Submit manuscript...
eISSN: 2378-315X

Biometrics & Biostatistics International Journal

Editorial Volume 3 Issue 5

On bayesian inference with complex survey data

Joseph Kang, Kyle Bernstein

The Centers for Disease Control and Prevention, USA

Correspondence: Joseph Kang, Statistics Team Lead, 1600 Clifton Rd, MS-02, Atlanta, GA, USA

Received: April 18, 2016 | Published: May 11, 2016

Citation: Kang J, Bernstein K. On bayesian inference with complex survey data. Biom Biostat Int J. 2016;3(5):155-156. DOI: 10.15406/bbij.2016.03.00076

Download PDF

Editorial

Nationally representative probability sample surveys (e.g., the National Health and Nutrition Examination Survey, or NHANES,1 and the National Survey of Family Growth, NSFG)2 have immense value in helping develop estimates of the prevalence of disease, morbidity, and risk factors.3,4 These surveys were designed to utilize survey weights to approximate nationally representative parameters. Any survey data analysis that uses the survey weights is called design-based estimation.  Such analyses are implemented in major statistical software programs (e.g. SAS5 and R).6

While commonly used, weighting complex survey data is a foreign concept to Bayesian modelers, according to Gelman.7 A typical Bayesian analyst does not use weights, but focuses instead on updating assumed prior distributions with observed data likelihood. Much of this disconnect may be a function of differing goals; Bayesian approaches are focused on reliable statistical models8 rather than on assessing the degree to which their estimates are nationally representative or not. However, Bayesian approaches, which have been successfully applied to multilevel data,8 missing data, and measurement errors,8 may represent a natural partner in complex survey data analysis. Measurement errors, missing data, and multilevel variables in complex survey data sets can be all treated as unobserved random variables in the Bayesian framework and they can be assessed by updating assumed prior distributions of related parameters with observed data sets.8,9

Rod Little proposed a method called “Calibrated Bayes”10 which can be used to adopt survey weights within the Bayesian paradigm. Originally the concept of calibration was proposed by non-Bayesian statisticians.11 The calibration technique modifies survey data sets by changing the survey weights to explain nationally representative features. For example, a complex survey data set’s average male age is different from that of the U.S. Census Bureau. By changing survey weights, the calibration method matches the average male age of the complex survey data set to the Census Bureau’s. Though theoretically the calibration technique can be used for Bayesian methods, the Calibrated Bayes method has not been used in major health science journals, which is partly due to the fact that the Calibrated Bayes method is relatively new and that its theory has been discussed from a statistical point of view.10,12

Although Bayesian methods are useful in dealing with complex problems, to our knowledge, none of the popular Bayesian software programs (e.g., BUGS, Bayesian inference Using Gibbs Sampling, Cambridge Institute of Public Health13) have code related to adopting survey weights. Despite this and compared to the theoretical Calibrated Bayes method, it is still possible to use Bayesian software and survey weights together via the R software program in a relatively simple way.

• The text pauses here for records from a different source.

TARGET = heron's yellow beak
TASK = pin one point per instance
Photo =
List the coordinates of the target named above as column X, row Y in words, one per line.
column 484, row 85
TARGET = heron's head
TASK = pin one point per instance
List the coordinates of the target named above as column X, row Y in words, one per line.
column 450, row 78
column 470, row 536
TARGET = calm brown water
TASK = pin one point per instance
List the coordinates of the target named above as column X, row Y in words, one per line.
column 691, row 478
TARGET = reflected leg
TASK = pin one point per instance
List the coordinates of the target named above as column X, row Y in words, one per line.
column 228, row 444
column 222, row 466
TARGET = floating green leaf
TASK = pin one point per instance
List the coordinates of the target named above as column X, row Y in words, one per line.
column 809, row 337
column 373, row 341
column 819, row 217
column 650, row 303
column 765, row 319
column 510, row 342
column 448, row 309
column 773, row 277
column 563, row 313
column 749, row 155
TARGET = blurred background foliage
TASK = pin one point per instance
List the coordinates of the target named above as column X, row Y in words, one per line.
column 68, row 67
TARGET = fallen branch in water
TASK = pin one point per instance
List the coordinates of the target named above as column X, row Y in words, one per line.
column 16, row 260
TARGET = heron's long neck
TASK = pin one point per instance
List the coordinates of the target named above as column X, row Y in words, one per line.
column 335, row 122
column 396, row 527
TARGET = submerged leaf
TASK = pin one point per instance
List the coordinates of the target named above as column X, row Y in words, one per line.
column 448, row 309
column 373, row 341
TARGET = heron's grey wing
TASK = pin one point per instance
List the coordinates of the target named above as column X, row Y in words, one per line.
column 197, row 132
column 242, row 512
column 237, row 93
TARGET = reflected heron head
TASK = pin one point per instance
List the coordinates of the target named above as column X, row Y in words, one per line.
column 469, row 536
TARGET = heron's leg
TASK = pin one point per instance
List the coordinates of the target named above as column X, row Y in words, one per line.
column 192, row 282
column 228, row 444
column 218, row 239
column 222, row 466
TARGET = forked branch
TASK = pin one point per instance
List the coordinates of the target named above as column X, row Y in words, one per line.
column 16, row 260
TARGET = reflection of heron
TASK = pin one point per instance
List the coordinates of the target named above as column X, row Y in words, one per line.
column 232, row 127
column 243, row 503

Consider, for example, an analyst who wants to use NHANES data to estimate a disease prevalence by using established survey weights. NHANES provides complex survey data with multilevel structures having missing data. The analyst can run the BUGS program in R to build Bayesian models on the basis of well-documented examples (Congdon illustrates extensive examples).9 Depending on types of target parameters, survey weights can be omitted or treated as a fixed variable in the Bayesian analysis. Again, the analyst can obtain general point estimates of disease conditions for NHANES study subjects by modeling multilevel data structures, missing data, and measurement errors. Design-based variance estimation can be done with the Bayesian point estimates using the jackknife method14 in the R survey package. That is, for each of the jackknife samples, the Bayesian modeling can be performed to produce point estimates. However, it will be computationally burdensome if the Markov Chain Monte Carlo simulation is performed for each of the jackknife samples to assess the posterior means of the parameters. The computational burden can be relieved if a weighted posterior likelihood is maximized to obtain posterior modes instead.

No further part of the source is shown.